O humanitário Conor Foley, que trabalhou no Kosovo logo após a guerra, em 1999, relata em seu livro os erros da intervenção da Otan. Em entrevista para o livro, ele explica:

“Não tenho certeza se a intervenção foi um erro, mas foi realizada de forma muito precipitada e os problemas foram ignorados, de modo que as lições não foram aprendidas. Foi retratado como um sucesso, o que certamente não era”. Ele completa: “Após Srebrenica, previa-se o pior.
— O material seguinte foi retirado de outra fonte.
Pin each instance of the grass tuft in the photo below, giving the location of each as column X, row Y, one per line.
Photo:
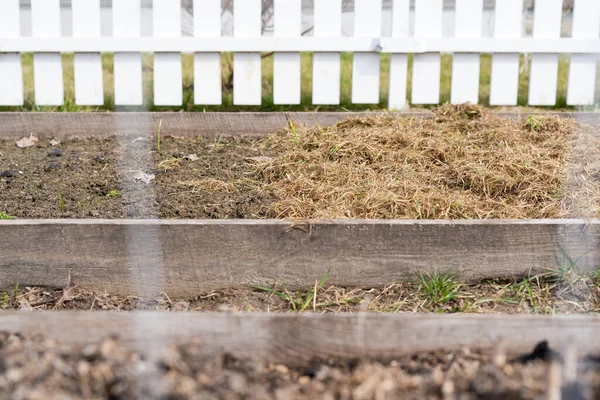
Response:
column 438, row 289
column 5, row 216
column 301, row 301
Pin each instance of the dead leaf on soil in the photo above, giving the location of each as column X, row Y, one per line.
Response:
column 26, row 142
column 142, row 176
column 191, row 157
column 260, row 158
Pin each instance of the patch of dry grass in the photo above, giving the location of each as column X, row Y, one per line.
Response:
column 564, row 291
column 464, row 163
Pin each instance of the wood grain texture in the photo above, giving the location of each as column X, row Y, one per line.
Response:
column 296, row 339
column 186, row 257
column 210, row 125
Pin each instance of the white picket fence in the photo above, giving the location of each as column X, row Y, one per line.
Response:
column 247, row 44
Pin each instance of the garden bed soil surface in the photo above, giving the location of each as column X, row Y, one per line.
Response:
column 464, row 163
column 567, row 293
column 34, row 368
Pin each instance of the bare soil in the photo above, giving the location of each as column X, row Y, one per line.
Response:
column 570, row 293
column 464, row 163
column 34, row 368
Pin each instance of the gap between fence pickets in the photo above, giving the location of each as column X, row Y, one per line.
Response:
column 96, row 254
column 297, row 339
column 209, row 125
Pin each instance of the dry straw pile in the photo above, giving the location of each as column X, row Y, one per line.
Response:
column 464, row 163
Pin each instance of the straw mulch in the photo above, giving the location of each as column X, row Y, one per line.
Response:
column 466, row 162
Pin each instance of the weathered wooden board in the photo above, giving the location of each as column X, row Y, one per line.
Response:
column 300, row 338
column 187, row 257
column 64, row 125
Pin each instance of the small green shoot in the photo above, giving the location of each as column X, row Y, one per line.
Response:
column 300, row 302
column 5, row 300
column 61, row 202
column 439, row 288
column 158, row 135
column 113, row 193
column 293, row 129
column 4, row 215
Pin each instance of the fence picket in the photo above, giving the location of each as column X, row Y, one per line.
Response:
column 286, row 66
column 504, row 85
column 168, row 73
column 399, row 62
column 247, row 21
column 327, row 66
column 127, row 15
column 89, row 89
column 543, row 76
column 366, row 66
column 11, row 73
column 465, row 67
column 426, row 67
column 207, row 66
column 582, row 71
column 47, row 67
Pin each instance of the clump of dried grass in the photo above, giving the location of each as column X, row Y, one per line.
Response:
column 464, row 163
column 210, row 185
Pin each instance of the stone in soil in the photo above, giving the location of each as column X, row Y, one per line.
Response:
column 55, row 153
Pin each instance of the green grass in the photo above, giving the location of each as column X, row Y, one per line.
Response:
column 113, row 193
column 6, row 299
column 437, row 288
column 267, row 85
column 302, row 301
column 61, row 202
column 4, row 215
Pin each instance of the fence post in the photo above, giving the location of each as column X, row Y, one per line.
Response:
column 543, row 76
column 465, row 67
column 47, row 67
column 504, row 85
column 365, row 66
column 286, row 66
column 89, row 89
column 247, row 76
column 399, row 62
column 582, row 70
column 327, row 66
column 168, row 78
column 11, row 71
column 127, row 16
column 207, row 66
column 426, row 67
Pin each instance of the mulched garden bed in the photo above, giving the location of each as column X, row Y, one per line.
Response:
column 464, row 163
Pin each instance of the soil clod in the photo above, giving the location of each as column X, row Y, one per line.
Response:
column 542, row 351
column 56, row 152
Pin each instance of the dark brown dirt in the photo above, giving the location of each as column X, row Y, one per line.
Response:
column 82, row 176
column 535, row 295
column 34, row 368
column 458, row 165
column 219, row 184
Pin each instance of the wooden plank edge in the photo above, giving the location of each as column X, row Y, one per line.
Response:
column 301, row 338
column 184, row 258
column 209, row 125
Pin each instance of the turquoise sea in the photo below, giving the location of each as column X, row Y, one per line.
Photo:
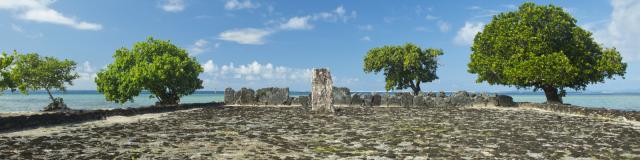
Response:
column 16, row 102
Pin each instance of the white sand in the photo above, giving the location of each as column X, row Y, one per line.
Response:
column 620, row 120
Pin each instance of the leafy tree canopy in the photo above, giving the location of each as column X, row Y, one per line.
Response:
column 5, row 77
column 33, row 72
column 541, row 47
column 404, row 66
column 157, row 66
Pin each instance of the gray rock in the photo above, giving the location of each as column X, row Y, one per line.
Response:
column 461, row 98
column 419, row 101
column 367, row 98
column 357, row 100
column 301, row 100
column 341, row 96
column 272, row 96
column 376, row 100
column 56, row 106
column 431, row 94
column 430, row 102
column 505, row 101
column 322, row 91
column 441, row 102
column 304, row 101
column 245, row 96
column 442, row 94
column 229, row 94
column 392, row 100
column 406, row 99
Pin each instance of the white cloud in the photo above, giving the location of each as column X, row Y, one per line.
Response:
column 623, row 29
column 255, row 71
column 245, row 36
column 87, row 76
column 338, row 14
column 39, row 11
column 297, row 23
column 209, row 67
column 422, row 29
column 366, row 38
column 467, row 33
column 173, row 5
column 199, row 46
column 431, row 17
column 236, row 5
column 443, row 26
column 17, row 28
column 86, row 72
column 367, row 27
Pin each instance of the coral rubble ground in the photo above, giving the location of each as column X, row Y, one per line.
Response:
column 352, row 132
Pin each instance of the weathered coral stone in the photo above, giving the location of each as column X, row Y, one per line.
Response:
column 321, row 91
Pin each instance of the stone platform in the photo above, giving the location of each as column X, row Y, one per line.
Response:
column 352, row 132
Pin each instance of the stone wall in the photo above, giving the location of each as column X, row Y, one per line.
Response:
column 342, row 97
column 8, row 123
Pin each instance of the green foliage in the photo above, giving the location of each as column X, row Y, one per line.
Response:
column 541, row 47
column 33, row 72
column 154, row 65
column 5, row 73
column 404, row 66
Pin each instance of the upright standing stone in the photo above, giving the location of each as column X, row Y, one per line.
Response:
column 322, row 91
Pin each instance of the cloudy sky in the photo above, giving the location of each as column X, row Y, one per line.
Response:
column 276, row 43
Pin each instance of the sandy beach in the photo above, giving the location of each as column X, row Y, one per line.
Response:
column 353, row 132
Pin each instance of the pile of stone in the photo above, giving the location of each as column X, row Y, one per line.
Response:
column 431, row 99
column 598, row 112
column 343, row 97
column 271, row 96
column 57, row 106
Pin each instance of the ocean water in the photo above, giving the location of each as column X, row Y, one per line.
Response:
column 16, row 102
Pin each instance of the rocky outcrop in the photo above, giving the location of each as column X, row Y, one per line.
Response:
column 229, row 96
column 341, row 96
column 357, row 101
column 301, row 100
column 245, row 96
column 272, row 96
column 322, row 91
column 56, row 106
column 8, row 123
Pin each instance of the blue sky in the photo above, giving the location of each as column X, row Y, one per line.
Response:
column 260, row 43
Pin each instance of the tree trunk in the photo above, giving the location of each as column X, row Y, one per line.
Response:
column 416, row 88
column 50, row 96
column 552, row 95
column 170, row 99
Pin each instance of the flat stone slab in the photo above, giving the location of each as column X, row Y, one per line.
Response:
column 352, row 132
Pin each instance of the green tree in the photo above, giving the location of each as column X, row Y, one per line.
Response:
column 6, row 82
column 404, row 66
column 33, row 72
column 541, row 47
column 157, row 66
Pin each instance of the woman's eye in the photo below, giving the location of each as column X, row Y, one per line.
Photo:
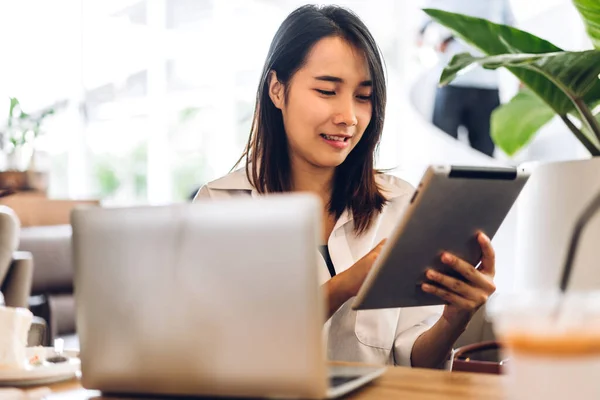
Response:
column 326, row 92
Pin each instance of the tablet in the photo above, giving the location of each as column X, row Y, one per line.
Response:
column 449, row 206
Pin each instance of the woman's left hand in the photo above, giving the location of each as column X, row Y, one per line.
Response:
column 464, row 298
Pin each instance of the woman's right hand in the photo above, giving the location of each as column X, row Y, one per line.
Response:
column 347, row 284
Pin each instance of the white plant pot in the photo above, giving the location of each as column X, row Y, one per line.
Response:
column 551, row 202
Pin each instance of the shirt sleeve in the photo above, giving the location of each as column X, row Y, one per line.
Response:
column 412, row 323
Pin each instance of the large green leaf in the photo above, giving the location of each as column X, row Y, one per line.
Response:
column 590, row 11
column 496, row 39
column 575, row 73
column 515, row 123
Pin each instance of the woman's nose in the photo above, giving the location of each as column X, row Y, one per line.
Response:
column 345, row 113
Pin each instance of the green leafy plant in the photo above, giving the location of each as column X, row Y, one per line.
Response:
column 22, row 128
column 557, row 82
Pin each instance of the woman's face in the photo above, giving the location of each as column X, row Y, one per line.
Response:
column 327, row 106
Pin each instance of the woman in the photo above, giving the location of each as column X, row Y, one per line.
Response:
column 317, row 122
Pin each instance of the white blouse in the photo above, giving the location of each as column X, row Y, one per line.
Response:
column 370, row 336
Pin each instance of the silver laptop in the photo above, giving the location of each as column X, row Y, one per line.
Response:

Mas era claro que havia diferenças entre o Kosovo e a Bósnia”.

Ele ainda completa:

“Ninguém pode precisar o número correto de mortes pré-intervenção, mas todo mundo concorda que a grande maioria das mortes aconteceu após o bombardeio da Otan”.

Entre os casos conhecidos de mortes pela Otan estão:

  • 12 de abril de 1999: 30 civis mortos ao sul de Belgrado após um trem ser bombardeado;
  • 14 de abril de 1999: 64 mortos após um comboio de refugiados ser atingido;
  • 23 de abril de 1999: estação de TV foi alvo de um bombardeio. Dez mortos;
  • 10 de maio: uma bomba atinge um hospital matando 15 e a embaixada da China também foi atingida, provocando a morte de três pessoas.